Поутру мы, оповещенные молвою, зашли к Галактиону взглянуть на порченую. Старик встретил нас очень встревоженный; рябоватое лицо его было красно, потно и пестро от постоянного утирания рукавом. Левантина, успокоившаяся лишь засветло, проснулась незадолго до нашего прихода и сидела еще в сонной одури. Остальная семья, кроме старухи-матери, была в поле.
— Что с тобою, Валентина?
Она подняла глаза.
— Ничего-с…
— Как ничего? А припадок? Да ты погоди, не хнычь!.. Болит у тебя что?
Она потерла рукою около сердца.
— Тут сосет… и ровно бы подкатывает.
Очевидно, Левантину душил globe hystérique [18].
— Вот и верь наружности! — заметил Мерезов, — кто бы мог думать, что ты нервная.
— Чего-с?
— Пуглива очень.
— Как не пужаться, батюшка? — застонала старуха-мать, пустив обильные потоки слез по морщинистым щекам, — экое, злодей, горе навел на девку… срам в люди выйти.
— Полно врать, Анна Матвеевна, — перебил Мерезов. — Никто ничего на нее не наводил; эта болезнь самая обыкновенная, называется истерией. Если вы все, а в особенности ты сама, Валентина, не будете уверять себя в глупостях, так она пройдет без всяких лекарств.
Старуха слушала и качала головою, с откровенным недоверием. Галактионов поддакивал:
— Так-с… вот оно что-с…
Но уже по конфузливой суетливости, с какою он обдергивал на себе рубаху, я видел, что он поддакивает только из вежливости, не верит ни в одно слово Мерезова, и барин, по его мнению, говорит великие глупости. Левантина сидела в отупении, точно речь шла не о ней. Я сбегал в усадьбу за гофманскими каплями. Левантина проглотила лекарство с неохотою: зачем, мол? все равно не поможет…
— Прошло?
— Нет, сосет.
А у самой глаза все больше и больше выцветают под серым налетом суеверного ужаса. Так мы ее и оставили, в предчувствии нового припадка и в молчаливой, но твердой вере в свою порчу. Повстречали Виктора: едет зверь зверем на сенном возу. Скатился на землю.
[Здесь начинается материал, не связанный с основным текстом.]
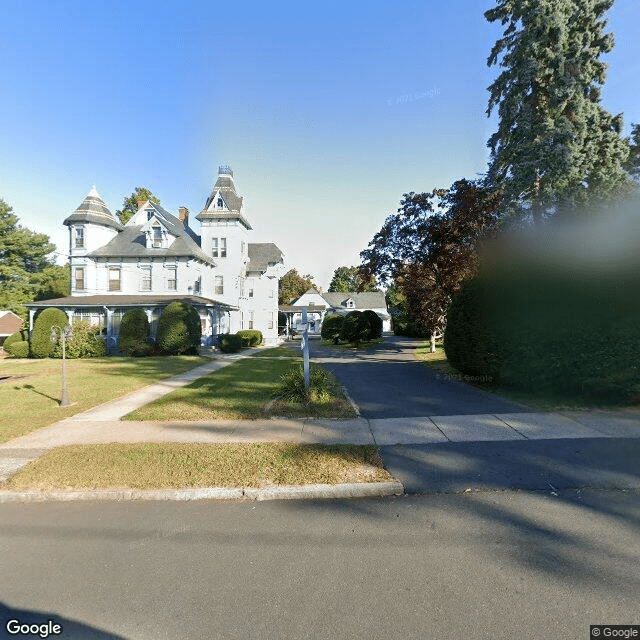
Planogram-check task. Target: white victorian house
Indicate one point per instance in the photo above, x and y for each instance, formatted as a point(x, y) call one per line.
point(156, 258)
point(321, 304)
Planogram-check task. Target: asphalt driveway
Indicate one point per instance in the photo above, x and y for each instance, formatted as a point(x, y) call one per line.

— Что, господа, слыхали наши дела хорошие? Я, Василь Пантелеич, теперь в одной надежде — переломать подлецу Артему ноги колом.
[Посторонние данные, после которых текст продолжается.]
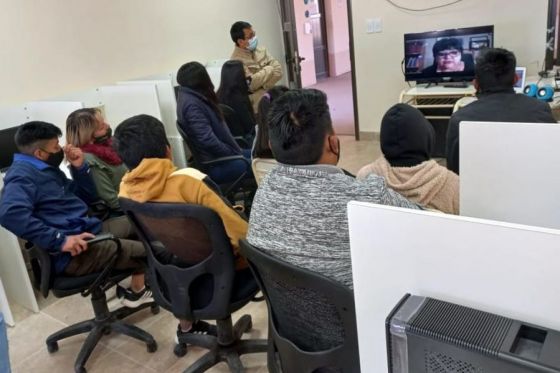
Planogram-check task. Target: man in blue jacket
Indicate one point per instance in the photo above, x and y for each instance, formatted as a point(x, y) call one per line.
point(41, 205)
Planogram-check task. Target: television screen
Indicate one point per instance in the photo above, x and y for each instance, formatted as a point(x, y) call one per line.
point(447, 55)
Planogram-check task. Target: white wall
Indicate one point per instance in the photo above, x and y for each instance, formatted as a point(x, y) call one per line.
point(520, 25)
point(50, 48)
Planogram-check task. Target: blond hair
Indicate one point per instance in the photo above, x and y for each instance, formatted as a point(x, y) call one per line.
point(81, 125)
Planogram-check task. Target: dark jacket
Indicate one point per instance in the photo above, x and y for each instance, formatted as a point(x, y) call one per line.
point(41, 205)
point(207, 132)
point(495, 107)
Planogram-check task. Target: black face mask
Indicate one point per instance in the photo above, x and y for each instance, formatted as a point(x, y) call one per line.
point(55, 159)
point(104, 138)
— А я, Виктор Галактионыч, посоветую тебе — не горячись. Изуродовать человека и попасть за это в острог недолго. Я было думал, что ты, как парень грамотный, бывалый, не веришь пустякам. Но уж если и ты поддаешься этой дури, постарайся покончить дело миром, без насилия. Если ты считаешь Артема способным посадить болезнь в женщину, то он должен уметь и снять ее обратно. Поговори с ним.
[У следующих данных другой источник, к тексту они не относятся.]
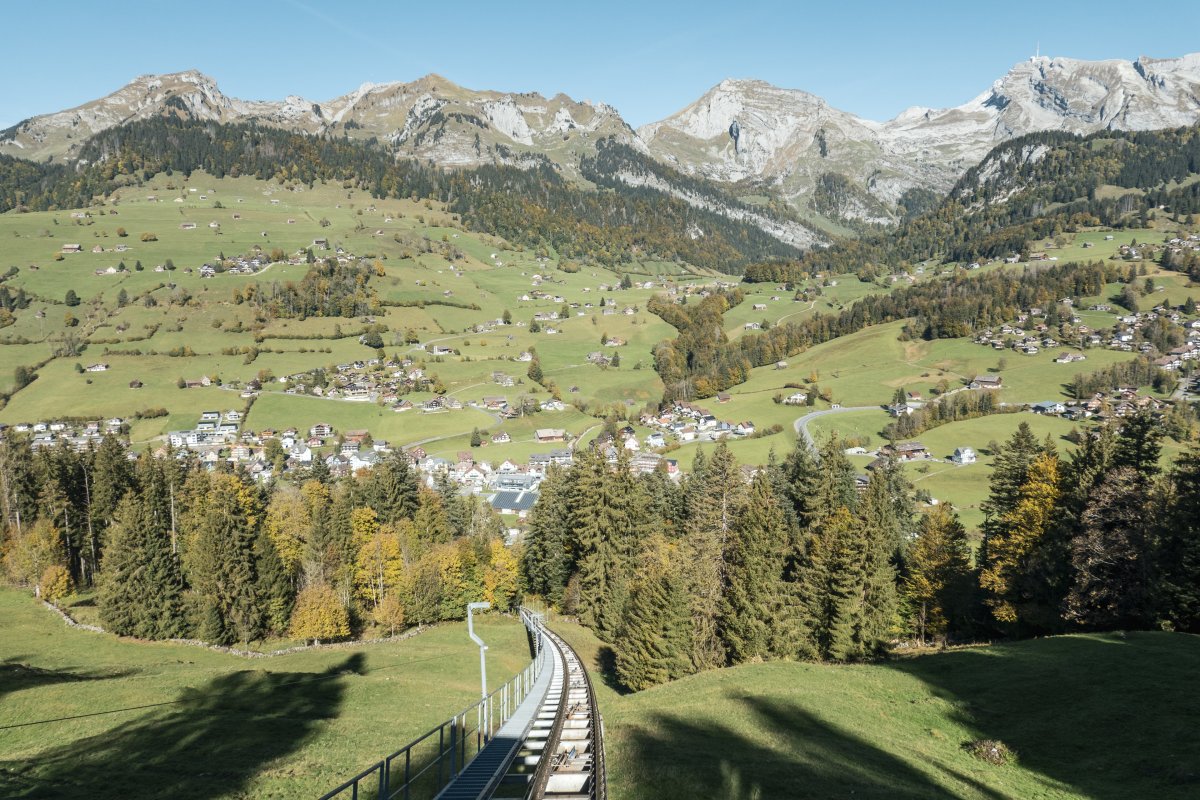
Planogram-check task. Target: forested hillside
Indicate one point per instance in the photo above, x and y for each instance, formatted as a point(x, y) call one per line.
point(1032, 187)
point(802, 564)
point(535, 208)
— Барин хороший! как я буду с ним говорить, коли у меня сердце кипит? Я было уже искал его сегодня… с колом-то… Догадлив, треклятый: ударился в лес, будто за дровами… Да нет, брат, шалишь! у нас не отбегаешься! найдем! Девок портить… это что же такое?
— Ну, если ты не можешь спокойно перетолковать с ним, давай, я поговорю.
— Благодарствуйте, — подумав, сказал Виктор. — Известно: вас он лучше послушает. А ваша, Василь Пантелеич, правда: хоть мы много обижены, худой мир лучше доброй ссоры. Если ему, собаке, надо сорвать с нас денег, вы, барин, обещайте, не скупитесь: тятенька для Левантины не пожалеет…
— Хорошо… Хотя — вместо денег, не пообещать ли ему лучше урядника?
— Урядником ли, за деньги ли — только, чтобы он нашу девку освободил. А не то — не быть ему, смердюку, живу. Так и скажите. Я, брат, шутков-то не очень уважаю.
— Ишь какой Валентин своей собственной Маргариты![19] — засмеялся Мерезов, провожая Виктора глазами. — Ты посмотри, как он сидит на возу: даже в спине чувствуется угроза. Конечно, я говорил очень благоразумно, но, сказать откровенно, было бы превесело стравить его с Артемкою.
— Черт знает что лезет тебе в голову, Василий Пантелеич! Убийства захотелось!
Мерезов покраснел.
— И представь: совершенно искренно, — проворчал он, — Вот оно, одичание-то. У людей горе, а ты пуще всего боишься, чтобы оно не разошлось пустяками и не пропал для тебя трагический анекдот.